Mediterraneo Restaurant is a centrally located restaurant that serves local cuisine, Mediterranean cuisine, and seafood. But, if you are more of a meat person, they also have a barbecue and grill. The portions here are as tasty as they are generous, and you can enjoy your meal on a terrace in the middle of the town, just down the street from the Temple of Augustus.
The best souvenirs are those that you can truly enjoy with all your senses. So, instead of a magnet or a postcard, consider buying a bottle of fine Istrian wine or olive oil. A pack of truffles or famous Istrian prosciutto will also be a nice present for your friends and family.
What to visit near Pula
The entire peninsula of Istria is a marvelous land full of picturesque towns, beautiful nature and lovely coast. Below are some destinations that you can visit during your stay in Pula, but literally any town you pick will do!
Just 15 minutes from Pula there is a port of Fažana where you can embark the boat and visit one of the most beautiful sites in Croatia – the Brijuni National Park. The Brijuni is a group of islands famous for its natural beauty and for being the Summer Residence of President Marshal Tito. Today, the Brijuni National Park houses several hotels, a safari park with exotic animals, several archeological sites from different historical periods, a museum and an educational center. The ticket for the national park includes a boat ride, touristic train, and a local guide.
The city of Rovinj is one of the most beautiful cities in the Adriatic Sea. The old town, that is nowadays a popular tourist destination and a monument of culture, was first situated on an island, which as later connected to the mainland and turned into a peninsula. The old town of Rovinj is a typical Mediterranean town, crowded with narrow stone houses, narrow streets and small squares, all of which make it a lovely and picturesque town it is today. The Church of St. Euphemia dominates the peninsula, along with its bell tower, as it rises above the houses and the roofs. Rovinj is only 40 minutes away from Pula and is definitely worth a visit.
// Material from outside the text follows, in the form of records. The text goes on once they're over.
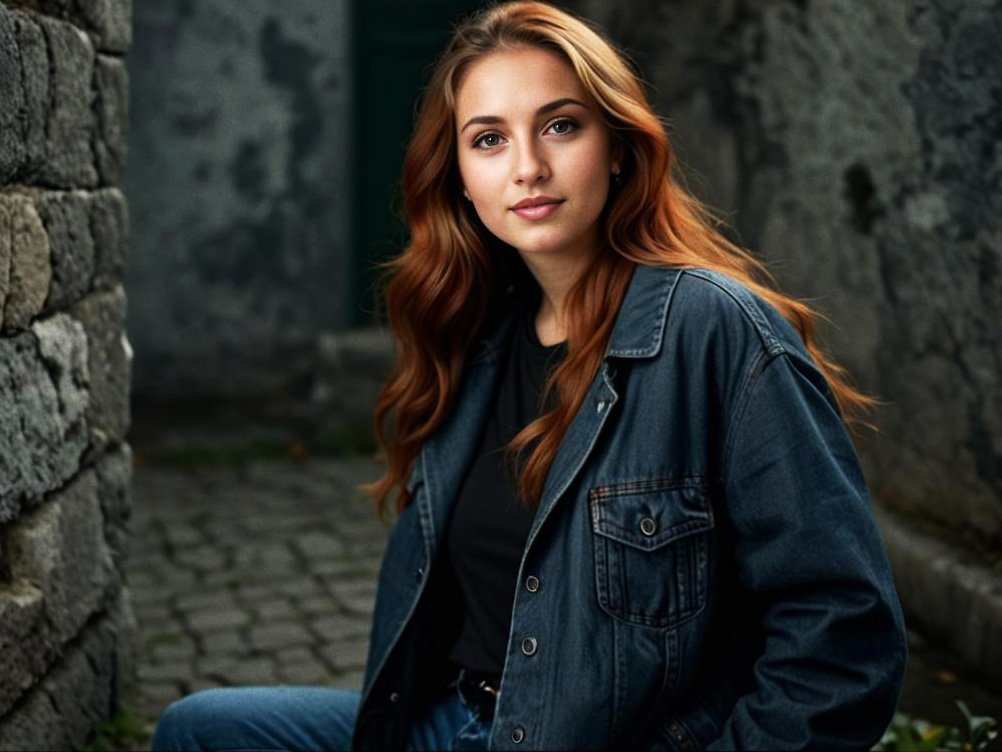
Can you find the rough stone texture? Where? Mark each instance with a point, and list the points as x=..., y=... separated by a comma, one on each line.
x=109, y=229
x=66, y=217
x=108, y=22
x=948, y=595
x=58, y=551
x=30, y=269
x=350, y=369
x=239, y=246
x=857, y=147
x=109, y=359
x=43, y=428
x=111, y=134
x=24, y=97
x=82, y=690
x=66, y=629
x=11, y=98
x=5, y=256
x=70, y=128
x=114, y=475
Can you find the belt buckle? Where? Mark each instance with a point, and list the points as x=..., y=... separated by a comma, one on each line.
x=485, y=687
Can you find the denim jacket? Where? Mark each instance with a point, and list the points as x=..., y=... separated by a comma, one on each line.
x=709, y=574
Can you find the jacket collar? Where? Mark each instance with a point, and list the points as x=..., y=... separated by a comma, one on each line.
x=639, y=326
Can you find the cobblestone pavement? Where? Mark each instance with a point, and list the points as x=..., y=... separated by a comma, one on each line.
x=266, y=574
x=261, y=574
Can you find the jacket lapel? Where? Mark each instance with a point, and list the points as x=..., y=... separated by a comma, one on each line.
x=637, y=333
x=448, y=453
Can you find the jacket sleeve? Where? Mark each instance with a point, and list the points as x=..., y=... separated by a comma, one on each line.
x=808, y=549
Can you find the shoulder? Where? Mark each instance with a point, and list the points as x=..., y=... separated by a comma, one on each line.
x=708, y=303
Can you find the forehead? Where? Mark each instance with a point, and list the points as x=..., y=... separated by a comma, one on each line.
x=514, y=83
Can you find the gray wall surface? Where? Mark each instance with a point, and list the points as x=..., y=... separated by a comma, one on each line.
x=67, y=634
x=237, y=184
x=856, y=146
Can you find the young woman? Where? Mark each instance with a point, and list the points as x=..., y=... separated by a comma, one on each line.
x=629, y=512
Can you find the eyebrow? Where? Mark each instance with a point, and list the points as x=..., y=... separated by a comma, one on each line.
x=494, y=119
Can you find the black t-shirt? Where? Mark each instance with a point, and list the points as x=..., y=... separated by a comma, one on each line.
x=489, y=525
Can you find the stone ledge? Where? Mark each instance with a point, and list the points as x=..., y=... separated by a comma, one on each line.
x=82, y=690
x=61, y=574
x=951, y=598
x=108, y=22
x=63, y=108
x=44, y=398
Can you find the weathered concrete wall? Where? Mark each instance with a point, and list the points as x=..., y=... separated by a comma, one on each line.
x=856, y=146
x=66, y=627
x=237, y=188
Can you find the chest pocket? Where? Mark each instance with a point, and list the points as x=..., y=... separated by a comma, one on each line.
x=651, y=540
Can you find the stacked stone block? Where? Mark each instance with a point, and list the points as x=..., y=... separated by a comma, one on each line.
x=66, y=626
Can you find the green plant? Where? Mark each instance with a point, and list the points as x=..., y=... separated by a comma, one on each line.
x=125, y=731
x=907, y=734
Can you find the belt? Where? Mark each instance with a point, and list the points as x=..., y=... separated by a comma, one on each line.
x=480, y=691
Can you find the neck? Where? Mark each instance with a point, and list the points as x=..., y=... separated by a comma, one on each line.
x=556, y=274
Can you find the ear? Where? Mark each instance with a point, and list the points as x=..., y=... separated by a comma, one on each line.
x=617, y=150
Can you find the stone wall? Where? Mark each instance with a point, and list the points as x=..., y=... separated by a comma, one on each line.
x=237, y=186
x=855, y=145
x=66, y=626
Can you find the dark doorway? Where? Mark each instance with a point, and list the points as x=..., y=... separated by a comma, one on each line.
x=396, y=42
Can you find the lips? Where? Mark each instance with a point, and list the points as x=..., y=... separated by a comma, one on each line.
x=536, y=209
x=536, y=202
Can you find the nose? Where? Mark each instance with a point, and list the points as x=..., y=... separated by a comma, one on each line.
x=531, y=163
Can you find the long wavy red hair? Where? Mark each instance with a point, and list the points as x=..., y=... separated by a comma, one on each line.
x=445, y=289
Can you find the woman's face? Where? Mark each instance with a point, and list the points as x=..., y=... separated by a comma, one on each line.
x=527, y=128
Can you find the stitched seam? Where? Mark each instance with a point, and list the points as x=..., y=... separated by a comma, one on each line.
x=632, y=487
x=657, y=332
x=738, y=295
x=752, y=380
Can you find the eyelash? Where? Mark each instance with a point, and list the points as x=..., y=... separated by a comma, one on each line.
x=567, y=120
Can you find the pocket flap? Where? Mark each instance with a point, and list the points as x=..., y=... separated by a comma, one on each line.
x=648, y=514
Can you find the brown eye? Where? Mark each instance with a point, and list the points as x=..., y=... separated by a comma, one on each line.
x=483, y=139
x=565, y=125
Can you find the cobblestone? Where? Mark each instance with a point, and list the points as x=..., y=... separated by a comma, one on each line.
x=257, y=600
x=278, y=636
x=223, y=643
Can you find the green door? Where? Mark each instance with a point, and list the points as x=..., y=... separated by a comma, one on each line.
x=396, y=42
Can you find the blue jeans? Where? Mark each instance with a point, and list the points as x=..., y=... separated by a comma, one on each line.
x=303, y=718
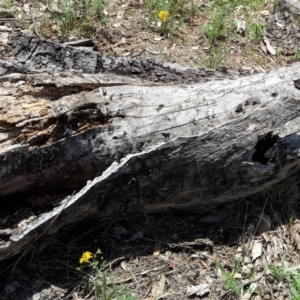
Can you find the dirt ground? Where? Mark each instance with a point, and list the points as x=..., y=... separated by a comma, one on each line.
x=226, y=254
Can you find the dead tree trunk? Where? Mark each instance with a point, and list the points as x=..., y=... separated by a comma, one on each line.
x=139, y=146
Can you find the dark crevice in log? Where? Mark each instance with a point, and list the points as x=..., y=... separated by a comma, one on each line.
x=262, y=153
x=34, y=54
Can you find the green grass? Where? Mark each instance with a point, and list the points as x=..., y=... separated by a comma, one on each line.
x=179, y=13
x=81, y=18
x=231, y=284
x=6, y=4
x=105, y=287
x=281, y=274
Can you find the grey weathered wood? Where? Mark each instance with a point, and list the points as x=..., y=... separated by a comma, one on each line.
x=141, y=146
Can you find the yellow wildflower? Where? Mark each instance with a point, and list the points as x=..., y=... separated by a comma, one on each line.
x=86, y=256
x=163, y=15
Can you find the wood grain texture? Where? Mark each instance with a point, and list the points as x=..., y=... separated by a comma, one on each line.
x=128, y=145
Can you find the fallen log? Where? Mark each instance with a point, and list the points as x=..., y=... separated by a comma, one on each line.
x=126, y=144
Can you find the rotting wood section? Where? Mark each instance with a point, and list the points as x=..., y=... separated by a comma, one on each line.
x=140, y=146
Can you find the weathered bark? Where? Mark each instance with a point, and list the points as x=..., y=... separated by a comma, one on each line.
x=145, y=147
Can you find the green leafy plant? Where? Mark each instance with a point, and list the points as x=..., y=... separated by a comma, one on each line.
x=82, y=17
x=215, y=60
x=167, y=16
x=6, y=4
x=257, y=31
x=297, y=53
x=214, y=29
x=104, y=286
x=230, y=282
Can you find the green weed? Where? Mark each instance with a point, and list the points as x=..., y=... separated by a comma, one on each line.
x=167, y=16
x=230, y=283
x=297, y=56
x=216, y=58
x=257, y=31
x=6, y=4
x=104, y=286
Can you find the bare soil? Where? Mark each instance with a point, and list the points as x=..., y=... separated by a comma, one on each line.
x=168, y=256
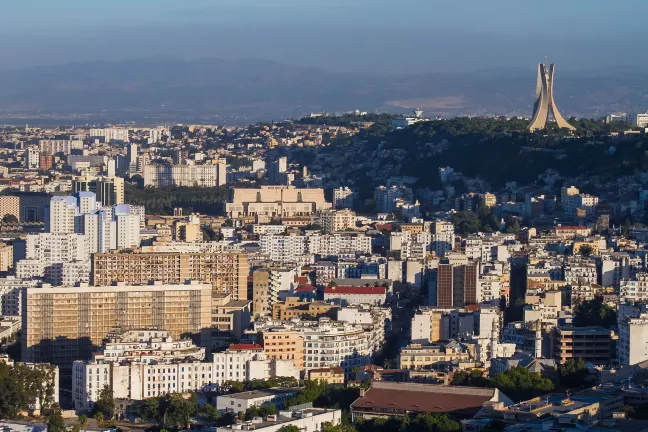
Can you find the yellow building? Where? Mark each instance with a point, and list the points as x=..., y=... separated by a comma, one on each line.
x=60, y=325
x=294, y=308
x=332, y=375
x=227, y=272
x=416, y=356
x=284, y=345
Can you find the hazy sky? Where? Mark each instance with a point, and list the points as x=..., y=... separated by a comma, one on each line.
x=375, y=36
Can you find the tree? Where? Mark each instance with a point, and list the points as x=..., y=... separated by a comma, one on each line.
x=595, y=313
x=55, y=421
x=105, y=404
x=9, y=218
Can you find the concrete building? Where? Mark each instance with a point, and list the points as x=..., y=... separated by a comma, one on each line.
x=109, y=190
x=349, y=295
x=48, y=316
x=156, y=175
x=545, y=106
x=279, y=201
x=592, y=344
x=306, y=420
x=343, y=198
x=110, y=134
x=237, y=402
x=227, y=272
x=336, y=220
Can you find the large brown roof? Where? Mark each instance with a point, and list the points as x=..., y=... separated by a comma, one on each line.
x=399, y=398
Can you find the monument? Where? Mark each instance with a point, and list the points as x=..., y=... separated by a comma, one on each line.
x=545, y=103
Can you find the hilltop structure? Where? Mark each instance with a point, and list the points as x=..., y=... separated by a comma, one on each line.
x=545, y=103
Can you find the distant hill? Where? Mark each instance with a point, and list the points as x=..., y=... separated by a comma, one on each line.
x=253, y=89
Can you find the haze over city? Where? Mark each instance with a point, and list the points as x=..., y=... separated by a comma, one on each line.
x=323, y=216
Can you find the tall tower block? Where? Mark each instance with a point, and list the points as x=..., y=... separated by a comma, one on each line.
x=545, y=103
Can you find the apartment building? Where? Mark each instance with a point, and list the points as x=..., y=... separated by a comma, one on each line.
x=592, y=344
x=60, y=325
x=417, y=356
x=292, y=307
x=271, y=201
x=210, y=175
x=336, y=220
x=226, y=272
x=109, y=190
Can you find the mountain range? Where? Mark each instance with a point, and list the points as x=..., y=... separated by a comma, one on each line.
x=229, y=92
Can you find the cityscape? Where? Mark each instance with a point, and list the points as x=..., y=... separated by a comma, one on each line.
x=414, y=269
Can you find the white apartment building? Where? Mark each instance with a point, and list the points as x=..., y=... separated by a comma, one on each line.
x=579, y=272
x=387, y=198
x=48, y=255
x=168, y=366
x=638, y=119
x=110, y=134
x=10, y=298
x=632, y=347
x=343, y=198
x=32, y=157
x=52, y=147
x=185, y=175
x=336, y=220
x=635, y=290
x=60, y=214
x=330, y=343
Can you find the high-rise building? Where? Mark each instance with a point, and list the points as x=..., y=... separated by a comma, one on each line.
x=32, y=157
x=545, y=104
x=343, y=198
x=109, y=190
x=456, y=285
x=60, y=214
x=227, y=272
x=61, y=325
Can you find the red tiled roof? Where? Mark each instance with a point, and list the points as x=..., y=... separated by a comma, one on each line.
x=245, y=347
x=405, y=397
x=305, y=288
x=354, y=290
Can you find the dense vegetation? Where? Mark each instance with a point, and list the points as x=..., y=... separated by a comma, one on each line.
x=517, y=383
x=20, y=387
x=164, y=200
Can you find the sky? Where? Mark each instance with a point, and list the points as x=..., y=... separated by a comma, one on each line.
x=358, y=36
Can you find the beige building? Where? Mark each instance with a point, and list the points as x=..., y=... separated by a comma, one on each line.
x=6, y=257
x=418, y=356
x=227, y=272
x=337, y=220
x=284, y=345
x=280, y=201
x=60, y=325
x=294, y=308
x=332, y=375
x=211, y=175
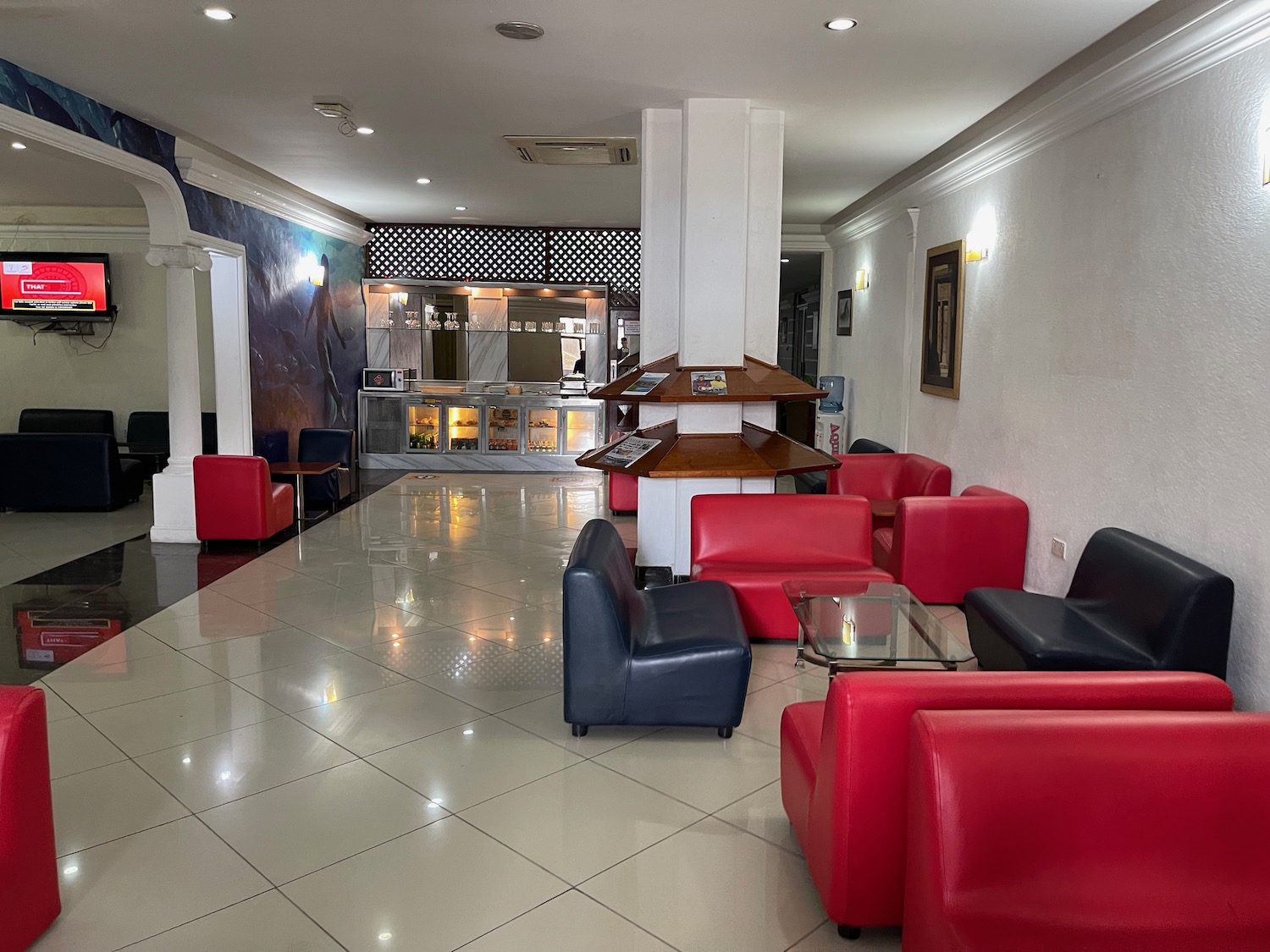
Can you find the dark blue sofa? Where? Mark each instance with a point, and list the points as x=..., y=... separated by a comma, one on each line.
x=63, y=471
x=675, y=655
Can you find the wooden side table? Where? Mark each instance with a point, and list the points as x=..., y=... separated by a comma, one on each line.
x=300, y=471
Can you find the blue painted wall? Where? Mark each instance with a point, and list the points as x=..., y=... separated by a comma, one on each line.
x=307, y=343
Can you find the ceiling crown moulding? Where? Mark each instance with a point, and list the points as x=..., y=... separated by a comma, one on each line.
x=1176, y=50
x=224, y=180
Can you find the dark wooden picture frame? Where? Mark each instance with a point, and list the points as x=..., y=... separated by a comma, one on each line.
x=941, y=320
x=845, y=312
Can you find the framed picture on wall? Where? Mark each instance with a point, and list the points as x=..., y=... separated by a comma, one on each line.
x=941, y=320
x=845, y=314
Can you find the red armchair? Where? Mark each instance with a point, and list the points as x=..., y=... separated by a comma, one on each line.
x=759, y=542
x=1090, y=832
x=889, y=476
x=622, y=493
x=845, y=763
x=28, y=856
x=941, y=548
x=234, y=499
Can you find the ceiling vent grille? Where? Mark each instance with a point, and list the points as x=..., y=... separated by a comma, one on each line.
x=574, y=150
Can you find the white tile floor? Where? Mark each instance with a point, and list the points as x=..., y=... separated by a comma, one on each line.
x=355, y=743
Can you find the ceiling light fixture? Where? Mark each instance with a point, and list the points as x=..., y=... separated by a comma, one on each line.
x=518, y=30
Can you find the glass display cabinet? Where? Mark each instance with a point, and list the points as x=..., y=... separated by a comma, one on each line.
x=544, y=431
x=464, y=428
x=503, y=433
x=581, y=431
x=424, y=423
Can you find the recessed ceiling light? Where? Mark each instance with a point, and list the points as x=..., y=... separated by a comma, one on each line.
x=518, y=30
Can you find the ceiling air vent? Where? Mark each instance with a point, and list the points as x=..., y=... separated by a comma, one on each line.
x=574, y=150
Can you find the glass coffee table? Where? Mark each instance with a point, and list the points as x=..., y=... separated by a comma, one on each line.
x=868, y=625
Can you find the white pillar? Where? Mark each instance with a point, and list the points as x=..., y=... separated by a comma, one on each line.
x=710, y=282
x=174, y=487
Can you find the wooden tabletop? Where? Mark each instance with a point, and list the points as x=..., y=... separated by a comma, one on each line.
x=301, y=469
x=883, y=507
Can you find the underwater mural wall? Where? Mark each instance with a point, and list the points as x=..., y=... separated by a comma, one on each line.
x=307, y=343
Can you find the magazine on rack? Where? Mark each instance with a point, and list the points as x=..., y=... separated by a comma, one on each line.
x=645, y=383
x=629, y=451
x=709, y=383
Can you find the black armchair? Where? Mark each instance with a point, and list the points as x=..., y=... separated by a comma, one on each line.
x=675, y=655
x=328, y=446
x=1133, y=604
x=61, y=421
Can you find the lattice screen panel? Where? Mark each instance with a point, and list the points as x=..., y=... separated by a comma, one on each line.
x=488, y=253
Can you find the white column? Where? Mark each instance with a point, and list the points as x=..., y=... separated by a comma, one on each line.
x=174, y=487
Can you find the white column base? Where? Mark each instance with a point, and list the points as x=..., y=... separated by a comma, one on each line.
x=174, y=504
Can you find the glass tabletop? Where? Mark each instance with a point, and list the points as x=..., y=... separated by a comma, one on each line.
x=879, y=622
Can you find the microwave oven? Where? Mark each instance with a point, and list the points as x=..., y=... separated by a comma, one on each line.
x=383, y=378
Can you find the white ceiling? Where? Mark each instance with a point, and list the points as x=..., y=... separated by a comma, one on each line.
x=40, y=175
x=441, y=88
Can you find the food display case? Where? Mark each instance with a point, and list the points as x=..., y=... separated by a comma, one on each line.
x=493, y=431
x=503, y=429
x=462, y=429
x=424, y=423
x=544, y=428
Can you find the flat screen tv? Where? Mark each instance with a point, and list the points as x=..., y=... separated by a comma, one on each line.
x=45, y=286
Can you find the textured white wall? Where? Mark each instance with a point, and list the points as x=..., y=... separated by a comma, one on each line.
x=1117, y=344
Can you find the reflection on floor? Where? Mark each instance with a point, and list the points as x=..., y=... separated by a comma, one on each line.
x=356, y=743
x=33, y=542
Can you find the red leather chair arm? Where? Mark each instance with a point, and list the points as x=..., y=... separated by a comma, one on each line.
x=28, y=855
x=869, y=475
x=944, y=546
x=1069, y=832
x=856, y=815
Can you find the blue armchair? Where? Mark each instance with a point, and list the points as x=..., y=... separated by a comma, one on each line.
x=328, y=446
x=675, y=655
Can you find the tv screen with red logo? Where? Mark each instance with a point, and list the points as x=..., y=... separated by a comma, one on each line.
x=55, y=287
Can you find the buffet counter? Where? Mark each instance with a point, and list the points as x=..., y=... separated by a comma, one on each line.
x=470, y=426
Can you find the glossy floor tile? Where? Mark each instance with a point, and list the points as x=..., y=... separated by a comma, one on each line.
x=569, y=923
x=759, y=896
x=318, y=820
x=384, y=718
x=428, y=891
x=474, y=762
x=145, y=883
x=366, y=724
x=267, y=923
x=582, y=820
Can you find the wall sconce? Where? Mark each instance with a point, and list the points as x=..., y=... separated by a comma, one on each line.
x=310, y=269
x=983, y=235
x=1265, y=157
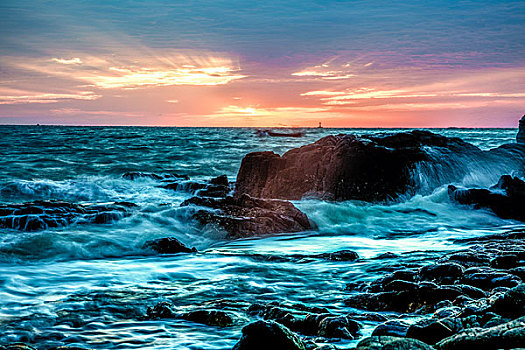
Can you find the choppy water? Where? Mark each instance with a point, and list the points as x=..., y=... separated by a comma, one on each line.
x=90, y=284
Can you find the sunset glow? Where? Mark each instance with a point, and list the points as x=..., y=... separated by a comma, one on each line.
x=167, y=76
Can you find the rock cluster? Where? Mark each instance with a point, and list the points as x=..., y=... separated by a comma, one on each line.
x=341, y=167
x=208, y=317
x=472, y=299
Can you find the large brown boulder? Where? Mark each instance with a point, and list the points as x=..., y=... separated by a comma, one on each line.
x=341, y=167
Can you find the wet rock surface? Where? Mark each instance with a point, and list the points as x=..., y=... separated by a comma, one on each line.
x=308, y=320
x=506, y=199
x=391, y=343
x=165, y=310
x=510, y=335
x=263, y=335
x=341, y=167
x=168, y=245
x=41, y=215
x=520, y=138
x=246, y=216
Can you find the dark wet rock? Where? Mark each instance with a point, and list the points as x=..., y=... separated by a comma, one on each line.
x=199, y=189
x=342, y=167
x=41, y=215
x=505, y=261
x=509, y=335
x=380, y=284
x=134, y=175
x=489, y=279
x=221, y=180
x=425, y=297
x=337, y=327
x=467, y=258
x=447, y=311
x=341, y=255
x=518, y=271
x=165, y=310
x=245, y=216
x=511, y=303
x=520, y=138
x=161, y=310
x=391, y=343
x=168, y=245
x=387, y=255
x=264, y=335
x=308, y=320
x=505, y=199
x=392, y=328
x=431, y=331
x=16, y=346
x=443, y=273
x=469, y=291
x=209, y=317
x=400, y=286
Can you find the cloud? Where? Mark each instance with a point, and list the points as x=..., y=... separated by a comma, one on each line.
x=24, y=97
x=418, y=89
x=74, y=60
x=79, y=112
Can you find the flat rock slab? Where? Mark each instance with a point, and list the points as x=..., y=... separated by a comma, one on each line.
x=246, y=216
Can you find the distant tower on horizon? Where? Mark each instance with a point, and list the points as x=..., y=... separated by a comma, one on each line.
x=520, y=138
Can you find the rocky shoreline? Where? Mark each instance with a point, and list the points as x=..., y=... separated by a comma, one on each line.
x=470, y=298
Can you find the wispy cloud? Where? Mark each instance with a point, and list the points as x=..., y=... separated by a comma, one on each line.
x=39, y=97
x=428, y=91
x=74, y=60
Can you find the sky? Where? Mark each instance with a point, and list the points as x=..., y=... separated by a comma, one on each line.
x=263, y=63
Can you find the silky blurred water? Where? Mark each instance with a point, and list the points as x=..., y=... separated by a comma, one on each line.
x=90, y=285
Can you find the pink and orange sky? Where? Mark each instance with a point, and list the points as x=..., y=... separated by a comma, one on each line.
x=286, y=63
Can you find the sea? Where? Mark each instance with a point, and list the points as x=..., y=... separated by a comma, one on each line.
x=90, y=285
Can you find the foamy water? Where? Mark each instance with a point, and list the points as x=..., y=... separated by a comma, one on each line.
x=90, y=285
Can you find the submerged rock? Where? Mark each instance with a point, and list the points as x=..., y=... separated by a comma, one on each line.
x=341, y=167
x=209, y=317
x=245, y=216
x=520, y=138
x=306, y=320
x=509, y=335
x=165, y=310
x=134, y=175
x=168, y=245
x=40, y=215
x=215, y=187
x=264, y=335
x=392, y=328
x=506, y=199
x=431, y=331
x=391, y=343
x=511, y=303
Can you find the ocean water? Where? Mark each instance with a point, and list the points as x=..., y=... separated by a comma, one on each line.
x=90, y=285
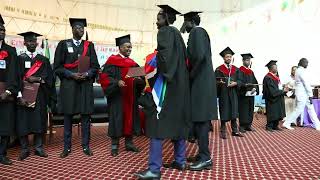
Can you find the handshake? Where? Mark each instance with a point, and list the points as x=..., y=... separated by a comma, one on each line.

Another historical town on the Istrian coast and another popular tourist destination is Poreč. The city of Poreč is most widely known for the 6th-century Euphrasian Basilica, one of the several UNESCO World Heritage Sites in Croatia. Alongside the magnificent basilica complex, there are several other sights in the historical center of Poreč that are worth a visit. The inevitable Mediterranean architecture and traditional Istrian restaurants and souvenir shops are yours to be explored. Located less than an hour from Pula, Poreč is a perfect day-trip destination, if you have time to spare.
The town of Hum, located in the interior of the peninsula, about 80km from Pula, is known as the smallest town in the world. Hum is, in fact, one of the rare examples of a medieval town that hasn’t spread outside the city walls. The appearance it has today, the town got back in the 11th century. The town of Hum consists of only three sets of houses and you don’t need more than 20 minutes to see the entire town. But there is still something magical here that attracts tourists to visit it and to love it.